Not to be outdone by the nutritional value of carrots, broccoli is one of the world’s most popular superfoods and is a staple of many home gardens for good reason. It’s high in essential nutrients like calcium, iron, and magnesium, and a single serving of raw broccoli provides well over a day’s requirement of vitamin C.

Growing broccoli is best accomplished with one plant per pot planted 12 to 16 inches deep. However, beware of pests that can damage your broccoli plants, including the cabbage worm. To avoid having your broccoli stolen by these pesky critters, keep a close eye on your plants and check for butterflies that hover near them. If you see them, you may have uninvited guests on your broccoli. Use a lightweight cloth to protect them and remove any pests with your hand before its time to harvest.

 

Peas

Peas

Many people develop a dislike for peas as children, but there’s a world of difference between peas that come from a can and peas that come from your own garden. Fresh peas straight from the vine are sweet and tender and highly nutritious to boot. Like broccoli and carrots, peas pack a punch when it comes to providing minerals and vitamins, and they make the perfect additions to meals for growing families.
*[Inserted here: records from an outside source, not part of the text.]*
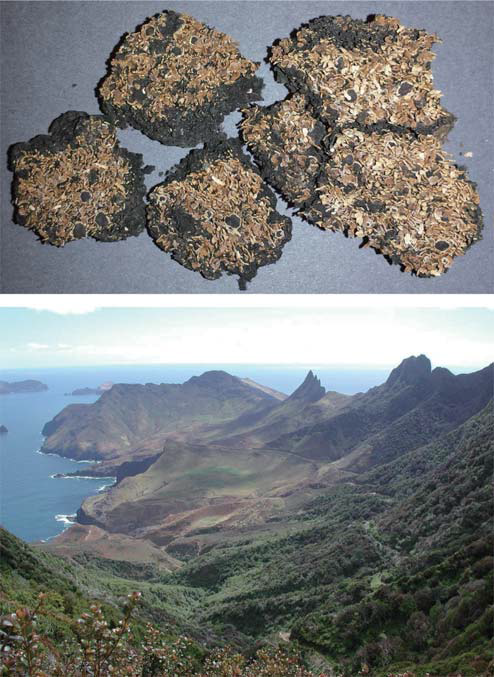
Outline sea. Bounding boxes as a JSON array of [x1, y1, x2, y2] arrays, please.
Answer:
[[0, 363, 390, 543]]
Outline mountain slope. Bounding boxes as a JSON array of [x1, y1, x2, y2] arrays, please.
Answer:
[[161, 401, 492, 676], [75, 440, 321, 550], [292, 402, 493, 675], [41, 371, 280, 461], [203, 371, 349, 449], [239, 378, 287, 401]]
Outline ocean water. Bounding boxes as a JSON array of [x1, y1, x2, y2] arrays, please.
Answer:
[[0, 364, 389, 542]]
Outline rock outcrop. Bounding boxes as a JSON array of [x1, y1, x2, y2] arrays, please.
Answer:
[[286, 370, 326, 403]]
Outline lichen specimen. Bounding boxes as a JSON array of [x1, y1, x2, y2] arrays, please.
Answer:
[[147, 140, 292, 288], [9, 112, 147, 246], [240, 94, 328, 206], [302, 129, 482, 276], [269, 14, 454, 139], [99, 11, 263, 146]]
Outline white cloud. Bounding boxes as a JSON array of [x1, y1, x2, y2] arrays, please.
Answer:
[[31, 301, 99, 315], [42, 313, 492, 369], [2, 305, 492, 371], [26, 342, 50, 350], [4, 295, 493, 315]]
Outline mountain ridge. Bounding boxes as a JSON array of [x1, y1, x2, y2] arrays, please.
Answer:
[[42, 359, 493, 578], [40, 359, 493, 476], [41, 370, 281, 461], [287, 370, 326, 403]]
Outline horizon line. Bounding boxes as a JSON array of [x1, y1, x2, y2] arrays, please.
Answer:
[[0, 360, 487, 373]]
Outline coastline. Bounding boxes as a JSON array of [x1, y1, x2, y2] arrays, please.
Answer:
[[35, 447, 99, 464], [34, 442, 115, 536], [50, 473, 116, 481]]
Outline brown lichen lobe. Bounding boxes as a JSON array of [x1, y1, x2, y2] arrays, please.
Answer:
[[147, 144, 291, 286], [99, 11, 261, 145], [11, 116, 143, 246], [303, 129, 482, 276], [270, 14, 454, 137], [241, 94, 328, 206]]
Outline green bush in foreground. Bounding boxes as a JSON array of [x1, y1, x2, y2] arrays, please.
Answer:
[[2, 592, 488, 677], [0, 592, 322, 676]]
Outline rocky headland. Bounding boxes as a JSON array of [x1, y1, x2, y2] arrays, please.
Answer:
[[0, 379, 48, 394]]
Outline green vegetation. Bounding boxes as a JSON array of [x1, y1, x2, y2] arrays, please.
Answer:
[[0, 594, 327, 676], [2, 363, 492, 676], [163, 405, 492, 676], [0, 531, 323, 675], [0, 527, 200, 641]]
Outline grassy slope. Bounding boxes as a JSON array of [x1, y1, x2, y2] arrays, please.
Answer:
[[159, 404, 493, 676], [0, 526, 210, 646], [77, 442, 319, 539]]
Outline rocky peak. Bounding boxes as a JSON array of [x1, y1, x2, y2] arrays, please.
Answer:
[[431, 366, 455, 383], [288, 371, 326, 403], [186, 371, 240, 389], [386, 355, 432, 387]]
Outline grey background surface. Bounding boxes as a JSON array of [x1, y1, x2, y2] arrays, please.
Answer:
[[1, 0, 493, 294]]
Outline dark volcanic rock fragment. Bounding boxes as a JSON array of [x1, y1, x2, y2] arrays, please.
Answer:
[[240, 93, 328, 207], [98, 11, 263, 147], [9, 112, 147, 246], [269, 14, 455, 139], [147, 139, 292, 288], [302, 128, 482, 276]]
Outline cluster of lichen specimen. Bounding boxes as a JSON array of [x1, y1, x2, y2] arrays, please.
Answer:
[[9, 10, 291, 286], [147, 140, 292, 288], [241, 13, 482, 276], [9, 10, 483, 283], [98, 10, 263, 146], [9, 112, 147, 246]]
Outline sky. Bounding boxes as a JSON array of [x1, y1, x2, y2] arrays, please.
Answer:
[[0, 300, 492, 371]]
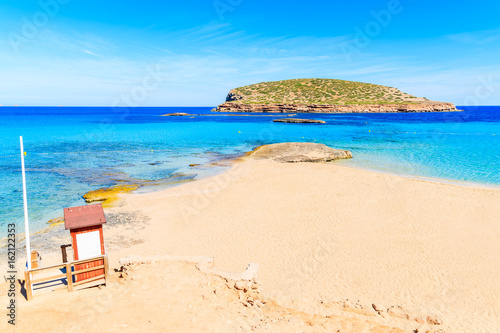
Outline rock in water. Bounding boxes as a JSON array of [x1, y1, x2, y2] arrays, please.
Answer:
[[273, 118, 326, 124], [83, 185, 139, 207], [46, 216, 64, 225], [246, 142, 352, 163], [160, 113, 190, 116]]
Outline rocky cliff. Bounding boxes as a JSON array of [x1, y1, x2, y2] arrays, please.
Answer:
[[213, 102, 458, 113]]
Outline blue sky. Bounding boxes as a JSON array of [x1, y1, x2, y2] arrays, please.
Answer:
[[0, 0, 499, 106]]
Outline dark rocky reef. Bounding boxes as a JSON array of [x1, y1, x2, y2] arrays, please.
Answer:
[[161, 112, 190, 116], [273, 118, 326, 124]]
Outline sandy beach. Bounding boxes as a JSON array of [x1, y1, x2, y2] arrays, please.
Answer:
[[2, 151, 499, 332]]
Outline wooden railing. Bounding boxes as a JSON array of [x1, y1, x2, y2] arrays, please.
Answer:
[[24, 255, 109, 301]]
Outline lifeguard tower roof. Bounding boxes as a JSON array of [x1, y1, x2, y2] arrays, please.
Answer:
[[64, 204, 107, 230]]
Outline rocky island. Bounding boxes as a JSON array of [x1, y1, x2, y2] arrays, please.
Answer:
[[212, 78, 459, 113]]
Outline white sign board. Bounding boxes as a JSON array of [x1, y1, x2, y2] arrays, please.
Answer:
[[76, 231, 101, 260]]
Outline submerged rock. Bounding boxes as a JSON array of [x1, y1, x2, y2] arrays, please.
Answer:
[[83, 184, 139, 207], [246, 142, 352, 163], [46, 216, 65, 227], [160, 113, 190, 116], [273, 118, 326, 124]]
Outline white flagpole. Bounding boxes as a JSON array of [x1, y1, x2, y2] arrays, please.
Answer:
[[20, 136, 31, 270]]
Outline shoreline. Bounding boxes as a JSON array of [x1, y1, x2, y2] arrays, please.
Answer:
[[3, 149, 499, 251], [0, 159, 234, 238], [334, 161, 500, 190]]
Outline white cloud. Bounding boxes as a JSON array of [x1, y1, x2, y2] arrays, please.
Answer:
[[447, 29, 500, 45], [83, 49, 99, 57]]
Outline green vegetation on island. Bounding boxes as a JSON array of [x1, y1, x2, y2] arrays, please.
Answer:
[[226, 78, 428, 105]]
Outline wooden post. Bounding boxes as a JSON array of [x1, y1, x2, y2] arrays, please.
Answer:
[[31, 250, 39, 269], [61, 244, 71, 263], [24, 271, 33, 301], [103, 255, 109, 286], [66, 262, 73, 292]]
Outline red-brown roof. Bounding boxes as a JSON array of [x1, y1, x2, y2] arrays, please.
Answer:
[[64, 204, 106, 230]]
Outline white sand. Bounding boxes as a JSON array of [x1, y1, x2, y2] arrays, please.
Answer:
[[112, 160, 500, 332], [2, 159, 499, 332]]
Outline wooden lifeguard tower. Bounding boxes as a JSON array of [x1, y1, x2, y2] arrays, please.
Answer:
[[24, 204, 109, 301], [64, 204, 107, 282]]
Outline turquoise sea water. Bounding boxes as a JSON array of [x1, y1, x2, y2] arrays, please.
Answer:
[[0, 106, 499, 234]]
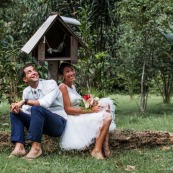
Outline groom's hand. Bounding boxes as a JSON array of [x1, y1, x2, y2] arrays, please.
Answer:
[[10, 103, 20, 114]]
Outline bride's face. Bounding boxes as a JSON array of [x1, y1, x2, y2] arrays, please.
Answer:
[[63, 66, 76, 82]]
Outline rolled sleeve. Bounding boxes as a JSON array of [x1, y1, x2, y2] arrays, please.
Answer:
[[38, 80, 59, 108]]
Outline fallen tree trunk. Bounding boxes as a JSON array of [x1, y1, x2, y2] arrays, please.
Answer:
[[1, 130, 173, 153], [109, 129, 173, 150]]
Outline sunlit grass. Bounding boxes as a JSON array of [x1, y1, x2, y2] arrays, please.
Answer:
[[109, 94, 173, 131], [0, 101, 10, 115], [0, 101, 10, 131], [0, 148, 173, 173]]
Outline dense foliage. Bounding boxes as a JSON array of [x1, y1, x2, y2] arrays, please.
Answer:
[[1, 0, 173, 111]]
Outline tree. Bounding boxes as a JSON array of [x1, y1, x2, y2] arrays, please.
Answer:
[[117, 0, 173, 111]]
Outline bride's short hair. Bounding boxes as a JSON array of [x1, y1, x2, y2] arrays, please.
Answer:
[[58, 62, 73, 75]]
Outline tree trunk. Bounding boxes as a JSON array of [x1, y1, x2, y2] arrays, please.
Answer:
[[140, 61, 147, 113], [1, 130, 173, 153], [161, 73, 172, 104], [109, 130, 172, 150]]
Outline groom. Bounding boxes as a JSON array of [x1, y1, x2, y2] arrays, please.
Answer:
[[9, 64, 67, 159]]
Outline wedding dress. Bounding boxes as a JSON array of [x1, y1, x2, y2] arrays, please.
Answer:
[[60, 84, 116, 150]]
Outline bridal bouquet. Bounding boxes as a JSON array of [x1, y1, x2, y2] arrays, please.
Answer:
[[82, 94, 99, 108]]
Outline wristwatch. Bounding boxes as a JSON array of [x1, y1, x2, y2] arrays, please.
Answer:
[[24, 99, 28, 105]]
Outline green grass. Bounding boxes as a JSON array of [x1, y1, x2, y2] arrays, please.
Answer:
[[0, 101, 10, 131], [1, 148, 173, 173], [0, 101, 10, 115], [1, 95, 173, 173], [110, 94, 173, 131]]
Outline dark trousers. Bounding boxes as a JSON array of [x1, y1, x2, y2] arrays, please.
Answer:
[[10, 106, 66, 144]]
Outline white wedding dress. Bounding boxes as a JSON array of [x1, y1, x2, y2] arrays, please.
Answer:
[[60, 84, 116, 150]]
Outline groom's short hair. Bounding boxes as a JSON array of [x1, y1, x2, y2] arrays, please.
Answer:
[[20, 63, 35, 78]]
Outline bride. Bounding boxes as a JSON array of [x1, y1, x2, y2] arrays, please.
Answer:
[[58, 62, 116, 159]]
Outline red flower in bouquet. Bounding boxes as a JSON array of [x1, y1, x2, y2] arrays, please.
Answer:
[[83, 94, 91, 101], [82, 94, 99, 108]]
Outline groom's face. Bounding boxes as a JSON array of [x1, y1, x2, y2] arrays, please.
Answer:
[[23, 66, 39, 84]]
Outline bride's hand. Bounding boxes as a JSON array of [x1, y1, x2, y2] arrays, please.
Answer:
[[92, 105, 103, 113]]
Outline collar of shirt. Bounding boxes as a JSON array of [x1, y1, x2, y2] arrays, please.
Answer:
[[29, 79, 45, 94]]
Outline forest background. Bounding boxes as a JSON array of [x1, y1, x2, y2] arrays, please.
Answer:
[[1, 0, 173, 113]]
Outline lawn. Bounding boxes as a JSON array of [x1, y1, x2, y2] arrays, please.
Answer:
[[0, 94, 173, 173]]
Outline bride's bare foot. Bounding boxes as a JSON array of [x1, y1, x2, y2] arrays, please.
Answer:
[[91, 150, 104, 160], [103, 146, 111, 158], [9, 143, 26, 158], [103, 134, 111, 158]]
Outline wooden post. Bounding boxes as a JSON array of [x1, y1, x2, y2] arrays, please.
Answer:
[[38, 37, 45, 65], [48, 61, 59, 82], [70, 36, 78, 64]]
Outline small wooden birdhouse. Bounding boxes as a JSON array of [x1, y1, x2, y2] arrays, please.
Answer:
[[21, 13, 87, 82]]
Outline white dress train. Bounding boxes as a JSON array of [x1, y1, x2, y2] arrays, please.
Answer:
[[60, 84, 116, 150]]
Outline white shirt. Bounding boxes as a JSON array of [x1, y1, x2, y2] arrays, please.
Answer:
[[22, 79, 67, 119]]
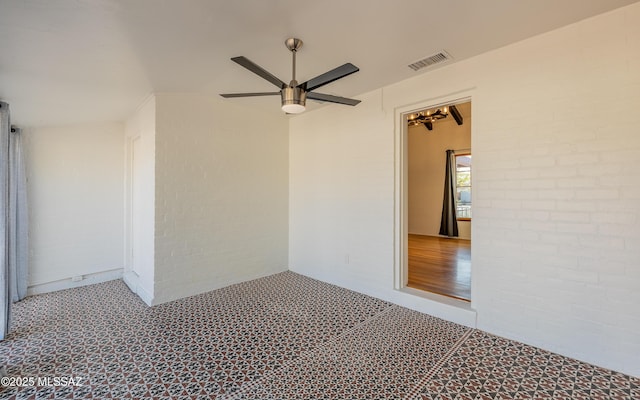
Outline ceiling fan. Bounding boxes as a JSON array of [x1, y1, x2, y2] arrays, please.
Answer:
[[220, 38, 361, 114]]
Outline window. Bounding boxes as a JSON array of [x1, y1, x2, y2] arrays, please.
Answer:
[[455, 154, 471, 219]]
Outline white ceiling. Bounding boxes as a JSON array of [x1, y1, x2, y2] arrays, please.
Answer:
[[1, 0, 638, 127]]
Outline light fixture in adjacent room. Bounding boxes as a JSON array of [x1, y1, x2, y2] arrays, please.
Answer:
[[407, 104, 463, 131]]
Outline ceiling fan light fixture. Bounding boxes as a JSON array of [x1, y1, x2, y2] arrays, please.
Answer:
[[281, 103, 306, 114], [281, 86, 306, 114]]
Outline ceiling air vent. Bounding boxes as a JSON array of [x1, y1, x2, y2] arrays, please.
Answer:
[[408, 50, 452, 71]]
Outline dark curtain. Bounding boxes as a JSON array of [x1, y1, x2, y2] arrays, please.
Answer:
[[439, 149, 459, 237]]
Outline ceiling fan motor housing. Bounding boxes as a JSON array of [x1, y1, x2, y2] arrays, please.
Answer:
[[281, 86, 306, 113]]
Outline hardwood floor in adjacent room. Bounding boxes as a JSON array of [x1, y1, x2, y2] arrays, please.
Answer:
[[407, 234, 471, 301]]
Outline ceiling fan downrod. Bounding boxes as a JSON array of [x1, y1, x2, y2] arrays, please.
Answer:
[[282, 38, 306, 113], [285, 38, 303, 87]]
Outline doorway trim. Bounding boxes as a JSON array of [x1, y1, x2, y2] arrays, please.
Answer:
[[123, 133, 153, 306], [393, 89, 475, 307]]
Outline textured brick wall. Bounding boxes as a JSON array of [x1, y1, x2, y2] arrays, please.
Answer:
[[290, 3, 640, 376], [468, 5, 640, 376], [153, 94, 289, 304]]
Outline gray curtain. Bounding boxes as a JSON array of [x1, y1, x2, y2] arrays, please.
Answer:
[[9, 127, 28, 303], [0, 102, 28, 340], [0, 102, 10, 339], [439, 149, 459, 237]]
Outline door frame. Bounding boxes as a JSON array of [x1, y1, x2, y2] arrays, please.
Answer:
[[125, 134, 142, 276], [393, 89, 475, 306]]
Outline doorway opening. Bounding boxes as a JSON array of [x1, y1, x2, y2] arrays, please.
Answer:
[[395, 97, 472, 303]]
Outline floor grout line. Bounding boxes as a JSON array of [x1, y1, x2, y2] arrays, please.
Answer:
[[223, 304, 397, 399], [403, 328, 474, 399]]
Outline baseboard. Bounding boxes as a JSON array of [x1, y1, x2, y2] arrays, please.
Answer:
[[122, 271, 154, 306], [27, 268, 124, 296], [151, 267, 288, 306], [397, 286, 477, 328], [408, 232, 471, 240]]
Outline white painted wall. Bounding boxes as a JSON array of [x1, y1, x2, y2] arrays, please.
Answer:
[[289, 3, 640, 376], [23, 123, 125, 294], [152, 93, 289, 304], [408, 103, 471, 239], [123, 95, 156, 305]]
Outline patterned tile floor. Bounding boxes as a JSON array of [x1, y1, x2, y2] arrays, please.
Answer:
[[0, 271, 637, 399], [407, 330, 640, 400]]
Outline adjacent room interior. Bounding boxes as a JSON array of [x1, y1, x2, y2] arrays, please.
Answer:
[[406, 101, 472, 301], [1, 0, 639, 397]]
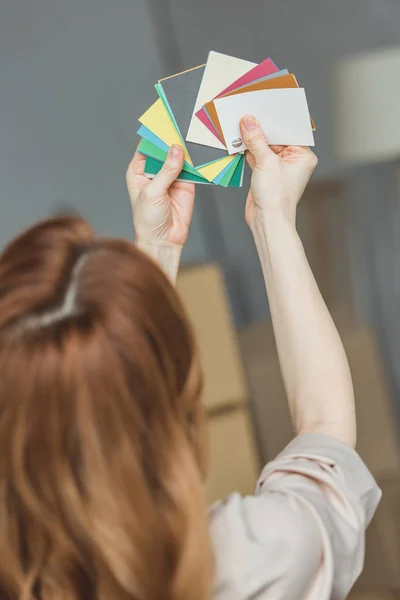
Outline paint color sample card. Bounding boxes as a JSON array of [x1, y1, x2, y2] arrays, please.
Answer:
[[213, 57, 279, 98], [159, 65, 228, 166], [136, 50, 315, 187], [206, 72, 301, 142], [144, 155, 245, 187], [138, 99, 193, 165], [197, 69, 291, 140], [215, 88, 315, 153], [138, 98, 236, 181], [195, 57, 279, 130], [186, 51, 256, 149]]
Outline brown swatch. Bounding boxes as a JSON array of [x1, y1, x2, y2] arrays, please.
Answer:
[[205, 73, 315, 143]]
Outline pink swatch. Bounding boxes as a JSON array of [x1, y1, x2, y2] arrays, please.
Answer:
[[214, 57, 279, 98], [195, 57, 280, 142], [196, 109, 225, 143]]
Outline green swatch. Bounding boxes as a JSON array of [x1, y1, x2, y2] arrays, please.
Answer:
[[144, 156, 212, 184], [229, 155, 246, 188], [138, 138, 201, 177]]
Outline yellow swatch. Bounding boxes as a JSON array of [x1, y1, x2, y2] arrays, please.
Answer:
[[138, 99, 193, 166], [197, 154, 237, 182]]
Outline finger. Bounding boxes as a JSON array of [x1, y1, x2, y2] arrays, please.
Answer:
[[127, 147, 147, 178], [300, 146, 318, 162], [170, 180, 195, 196], [301, 147, 318, 170], [281, 145, 318, 166], [148, 145, 185, 194], [245, 151, 256, 170], [240, 116, 274, 165], [269, 145, 287, 155]]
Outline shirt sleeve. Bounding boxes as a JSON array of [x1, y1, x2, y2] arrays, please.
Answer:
[[209, 433, 382, 600]]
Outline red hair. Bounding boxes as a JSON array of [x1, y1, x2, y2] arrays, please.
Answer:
[[0, 216, 212, 600]]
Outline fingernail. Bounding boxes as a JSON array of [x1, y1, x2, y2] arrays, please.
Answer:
[[169, 144, 182, 159], [243, 115, 257, 130]]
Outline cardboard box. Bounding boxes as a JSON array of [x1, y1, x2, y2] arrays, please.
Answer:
[[344, 327, 400, 475], [239, 320, 400, 474], [177, 264, 261, 504], [240, 319, 400, 596], [355, 471, 400, 593], [239, 321, 293, 462], [349, 594, 396, 599], [205, 406, 260, 504], [177, 264, 249, 410]]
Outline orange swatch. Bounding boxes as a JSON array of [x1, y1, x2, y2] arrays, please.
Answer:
[[205, 73, 315, 143]]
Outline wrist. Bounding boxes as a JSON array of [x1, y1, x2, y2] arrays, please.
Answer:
[[136, 237, 183, 252], [249, 197, 297, 231], [251, 210, 302, 271], [135, 238, 182, 283], [250, 207, 297, 240]]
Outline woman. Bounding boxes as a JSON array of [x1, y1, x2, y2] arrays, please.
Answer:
[[0, 117, 380, 600]]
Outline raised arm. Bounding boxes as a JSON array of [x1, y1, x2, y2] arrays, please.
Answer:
[[240, 116, 356, 447], [126, 145, 195, 283]]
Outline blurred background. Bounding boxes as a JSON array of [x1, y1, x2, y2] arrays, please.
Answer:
[[2, 1, 400, 597]]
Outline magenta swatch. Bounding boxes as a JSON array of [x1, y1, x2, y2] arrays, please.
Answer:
[[195, 57, 279, 142]]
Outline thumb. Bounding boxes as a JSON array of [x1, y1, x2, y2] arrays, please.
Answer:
[[150, 144, 185, 194], [240, 116, 274, 166]]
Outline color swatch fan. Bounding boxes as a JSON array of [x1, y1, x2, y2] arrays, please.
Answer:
[[137, 51, 315, 187]]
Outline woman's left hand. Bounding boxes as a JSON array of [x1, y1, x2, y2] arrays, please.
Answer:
[[126, 145, 195, 248]]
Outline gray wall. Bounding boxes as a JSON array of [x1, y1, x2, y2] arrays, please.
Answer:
[[2, 0, 400, 308], [0, 0, 207, 262], [163, 0, 400, 324], [1, 0, 400, 403]]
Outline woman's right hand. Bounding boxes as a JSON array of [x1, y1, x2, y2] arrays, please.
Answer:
[[239, 115, 318, 228]]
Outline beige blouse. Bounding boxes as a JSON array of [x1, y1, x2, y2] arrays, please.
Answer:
[[209, 433, 381, 600]]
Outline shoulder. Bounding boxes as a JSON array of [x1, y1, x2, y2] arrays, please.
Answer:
[[209, 434, 381, 600], [210, 491, 324, 600]]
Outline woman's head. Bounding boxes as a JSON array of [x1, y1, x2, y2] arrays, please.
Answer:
[[0, 216, 212, 600]]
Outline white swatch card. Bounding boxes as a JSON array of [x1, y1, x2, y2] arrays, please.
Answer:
[[214, 88, 315, 153], [186, 51, 256, 150]]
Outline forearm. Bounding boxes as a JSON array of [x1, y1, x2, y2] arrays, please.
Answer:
[[136, 239, 182, 284], [252, 214, 356, 447]]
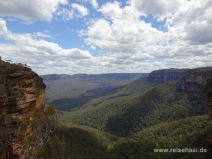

When growing peas, separate the plants by at least two inches in a pot that’s 10 inches deep. It’s best to grow peas in the early spring after the last frost and during the late summer as the temperatures begin to drop, as the plant struggles to thrive in hot weather.

 

Spinach

Spinach

Whether it’s eaten as the primary ingredient in a salad or used to complement a meal, spinach has a huge variety of uses in your kitchen. Like every other plant on this list, it also tastes best when eaten fresh from a garden. Plant it as a hedge to encompass your garden in the late summer and harvest it in the fall for maximum freshness and taste. Some of the most popular varieties of spinach include “Olympia” and “Verdil.”